Ah ! Comme doivent se réjouir, nombreux, attentifs et prêts à becqueter le cadavre, tous ceux qui nous aiment tant, compatriotes ou étrangers, à l’intérieur comme à l’extérieur du pays! Comme la valse des pantins à laquelle nous assistons ces jours-ci doit faire vibrer de plaisir tous ces tenants d’une France coupable, repentante et soumise, à genoux et domestiquée une bonne fois pour toutes ! Ceux-là, on les connaît, on les devine. Il sont sans pitié, affamés, attirés par la puanteur humaine comme des mouches bleues par un étron fumant. Ils ne nous décevront pas. C’est du caviar qu’on leur donne là. Qu’ils se gobergent, si cela les aide à vivre ! Quant à la bourgeoisie d’affaires, sourde, muette et aveugle à condition qu’on ne dérange pas ses petites entreprises, quelle belle apatride fierté doit-elle ressentir au spectacle du plus illustre des siens compromis d’une telle manière!

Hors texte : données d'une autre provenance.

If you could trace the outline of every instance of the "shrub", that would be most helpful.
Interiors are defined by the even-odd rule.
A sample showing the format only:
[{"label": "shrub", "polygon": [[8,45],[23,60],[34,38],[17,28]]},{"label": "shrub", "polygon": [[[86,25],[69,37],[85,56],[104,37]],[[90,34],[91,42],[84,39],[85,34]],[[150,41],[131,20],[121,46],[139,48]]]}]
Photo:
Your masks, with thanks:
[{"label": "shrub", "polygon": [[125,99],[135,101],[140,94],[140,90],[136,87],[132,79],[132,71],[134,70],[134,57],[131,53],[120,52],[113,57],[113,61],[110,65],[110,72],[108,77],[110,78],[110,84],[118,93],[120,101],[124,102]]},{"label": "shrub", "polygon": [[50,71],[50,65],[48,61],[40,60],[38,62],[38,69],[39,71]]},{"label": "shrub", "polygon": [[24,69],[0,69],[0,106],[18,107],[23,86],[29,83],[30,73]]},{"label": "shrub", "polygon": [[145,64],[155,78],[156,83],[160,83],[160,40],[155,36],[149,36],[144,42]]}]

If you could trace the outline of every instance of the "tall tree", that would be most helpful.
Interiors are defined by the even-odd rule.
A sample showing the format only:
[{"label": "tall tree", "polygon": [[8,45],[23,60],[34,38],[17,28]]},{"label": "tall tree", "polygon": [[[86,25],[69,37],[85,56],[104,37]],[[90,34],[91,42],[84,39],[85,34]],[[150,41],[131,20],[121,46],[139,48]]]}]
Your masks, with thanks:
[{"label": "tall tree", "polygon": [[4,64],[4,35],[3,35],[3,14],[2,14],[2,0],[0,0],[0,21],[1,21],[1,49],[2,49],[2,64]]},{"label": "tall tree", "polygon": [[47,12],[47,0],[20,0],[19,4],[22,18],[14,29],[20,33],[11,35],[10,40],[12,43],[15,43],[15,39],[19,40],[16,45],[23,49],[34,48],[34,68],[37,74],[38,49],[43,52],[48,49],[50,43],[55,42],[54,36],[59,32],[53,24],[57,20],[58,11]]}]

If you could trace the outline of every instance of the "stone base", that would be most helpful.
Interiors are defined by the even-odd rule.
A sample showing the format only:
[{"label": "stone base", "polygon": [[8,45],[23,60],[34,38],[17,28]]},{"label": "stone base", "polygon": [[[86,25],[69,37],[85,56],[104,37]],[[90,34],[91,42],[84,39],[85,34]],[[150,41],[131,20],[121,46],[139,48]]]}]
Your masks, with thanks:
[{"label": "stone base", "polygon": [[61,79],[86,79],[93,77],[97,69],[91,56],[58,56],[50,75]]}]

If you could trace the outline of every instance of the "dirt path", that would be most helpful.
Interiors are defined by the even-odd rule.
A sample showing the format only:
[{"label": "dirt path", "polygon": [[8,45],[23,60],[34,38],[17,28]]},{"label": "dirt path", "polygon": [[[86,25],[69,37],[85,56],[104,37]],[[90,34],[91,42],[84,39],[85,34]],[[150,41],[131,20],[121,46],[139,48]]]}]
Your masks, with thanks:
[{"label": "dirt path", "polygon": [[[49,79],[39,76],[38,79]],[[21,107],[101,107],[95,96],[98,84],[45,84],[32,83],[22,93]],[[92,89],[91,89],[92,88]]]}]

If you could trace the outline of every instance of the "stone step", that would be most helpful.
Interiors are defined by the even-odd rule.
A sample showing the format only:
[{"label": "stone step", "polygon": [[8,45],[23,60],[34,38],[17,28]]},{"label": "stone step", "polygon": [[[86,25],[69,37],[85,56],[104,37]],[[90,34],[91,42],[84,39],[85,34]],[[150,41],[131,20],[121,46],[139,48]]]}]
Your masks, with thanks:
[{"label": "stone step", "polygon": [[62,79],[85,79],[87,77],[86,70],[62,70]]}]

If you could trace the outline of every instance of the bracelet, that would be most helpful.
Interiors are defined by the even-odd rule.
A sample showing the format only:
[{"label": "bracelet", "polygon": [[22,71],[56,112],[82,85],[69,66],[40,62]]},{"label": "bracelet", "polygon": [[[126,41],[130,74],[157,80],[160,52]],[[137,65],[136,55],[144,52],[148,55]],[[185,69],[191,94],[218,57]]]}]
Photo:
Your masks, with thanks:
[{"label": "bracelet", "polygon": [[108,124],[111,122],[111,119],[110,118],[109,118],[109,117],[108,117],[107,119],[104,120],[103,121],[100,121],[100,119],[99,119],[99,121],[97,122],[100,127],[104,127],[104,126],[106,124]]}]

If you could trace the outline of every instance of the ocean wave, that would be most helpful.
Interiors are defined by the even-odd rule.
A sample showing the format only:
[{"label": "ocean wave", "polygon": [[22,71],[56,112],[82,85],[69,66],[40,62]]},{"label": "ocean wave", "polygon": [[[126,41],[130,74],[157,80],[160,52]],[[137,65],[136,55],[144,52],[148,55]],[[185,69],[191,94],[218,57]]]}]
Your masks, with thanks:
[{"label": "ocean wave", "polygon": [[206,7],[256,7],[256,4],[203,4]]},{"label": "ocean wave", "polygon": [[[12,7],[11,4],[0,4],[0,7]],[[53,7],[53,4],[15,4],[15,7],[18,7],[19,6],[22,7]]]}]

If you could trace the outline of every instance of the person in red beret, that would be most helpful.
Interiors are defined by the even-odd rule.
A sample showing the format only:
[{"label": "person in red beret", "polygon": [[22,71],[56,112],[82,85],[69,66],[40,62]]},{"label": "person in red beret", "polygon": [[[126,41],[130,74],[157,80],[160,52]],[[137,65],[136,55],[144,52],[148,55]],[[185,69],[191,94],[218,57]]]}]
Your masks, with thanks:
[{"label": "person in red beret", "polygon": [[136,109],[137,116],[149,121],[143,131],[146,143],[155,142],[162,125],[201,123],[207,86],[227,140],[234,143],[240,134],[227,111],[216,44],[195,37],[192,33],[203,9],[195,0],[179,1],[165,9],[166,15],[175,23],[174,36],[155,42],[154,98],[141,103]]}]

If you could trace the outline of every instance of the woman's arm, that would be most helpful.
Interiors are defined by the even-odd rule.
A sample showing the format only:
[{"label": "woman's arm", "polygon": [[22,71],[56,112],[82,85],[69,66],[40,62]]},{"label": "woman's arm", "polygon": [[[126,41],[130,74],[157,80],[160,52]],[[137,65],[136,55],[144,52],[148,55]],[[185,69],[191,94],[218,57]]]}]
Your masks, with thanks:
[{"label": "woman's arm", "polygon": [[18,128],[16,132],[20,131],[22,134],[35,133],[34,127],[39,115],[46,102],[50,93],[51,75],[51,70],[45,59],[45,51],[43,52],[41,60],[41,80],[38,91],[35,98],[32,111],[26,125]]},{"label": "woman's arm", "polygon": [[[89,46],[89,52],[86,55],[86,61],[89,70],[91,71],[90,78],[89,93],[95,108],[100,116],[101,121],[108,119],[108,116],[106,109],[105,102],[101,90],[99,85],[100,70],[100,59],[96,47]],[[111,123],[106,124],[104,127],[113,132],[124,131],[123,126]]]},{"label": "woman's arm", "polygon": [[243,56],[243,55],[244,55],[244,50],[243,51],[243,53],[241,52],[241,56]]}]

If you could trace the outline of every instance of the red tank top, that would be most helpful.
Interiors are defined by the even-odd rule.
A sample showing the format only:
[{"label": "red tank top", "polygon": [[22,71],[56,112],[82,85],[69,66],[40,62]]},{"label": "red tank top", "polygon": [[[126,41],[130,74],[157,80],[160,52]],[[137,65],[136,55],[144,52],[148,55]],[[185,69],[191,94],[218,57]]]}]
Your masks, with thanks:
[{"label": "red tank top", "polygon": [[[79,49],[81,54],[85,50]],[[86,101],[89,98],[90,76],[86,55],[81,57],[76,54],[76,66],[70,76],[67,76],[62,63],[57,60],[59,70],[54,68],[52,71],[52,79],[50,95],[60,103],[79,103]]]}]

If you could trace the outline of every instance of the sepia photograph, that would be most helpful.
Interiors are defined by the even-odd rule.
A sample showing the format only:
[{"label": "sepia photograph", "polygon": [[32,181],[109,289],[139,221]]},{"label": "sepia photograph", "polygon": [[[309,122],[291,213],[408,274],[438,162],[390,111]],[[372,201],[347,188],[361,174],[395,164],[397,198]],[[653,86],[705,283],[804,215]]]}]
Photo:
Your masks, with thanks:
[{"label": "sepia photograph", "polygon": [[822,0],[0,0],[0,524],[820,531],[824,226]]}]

Maintenant, les dagues vont à nouveau sortir des fourreaux, et les spadassins des recoins d’ombre où ils sont prudemment allés s’abriter. L’étripage pré-électoral reprendra très vite le cours cahotique quoique normal de ses embuscades, de ses traquenards, de ses reptations et de ses trahisons. C’est la règle du jeu. Cette fois, cependant, une bien étrange aura va envelopper la chose, et pour longtemps. Déjà, la censure que les gens ordinaires s’imposent sur cette histoire dans leurs banales relations de la vie courante, montre bien la honte collective née de ce fait divers. La honte, oui, bien calée désormais dans nos têtes.
Voilà où j’en suis d’une colère et d’une détresse à la mesure des images subies depuis le Dimanche 15 Mai 2011. Je sais que beaucoup de Français, qui ne sont pas de stupides ricaneurs avides de scandales, partagent ces sentiments, et une très grande tristesse aussi. Un coup de plus vient d’être donné à la France, un sale coup tiré dans une chambre d’hôtel de New York. Simple acteur d’un flash amoureux partagé, ou violeur incapable de maîtriser ses pulsions, piégé ou non par Dieu sait quel adversaire pour Dieu sait quelle obscure raison, Monsieur Strauss-Kahn, dépouillé, infiniment fragile devant son armure en morceaux à ses pieds, serre un peu plus le couvercle de la marmite ou clapote la déconfiture française.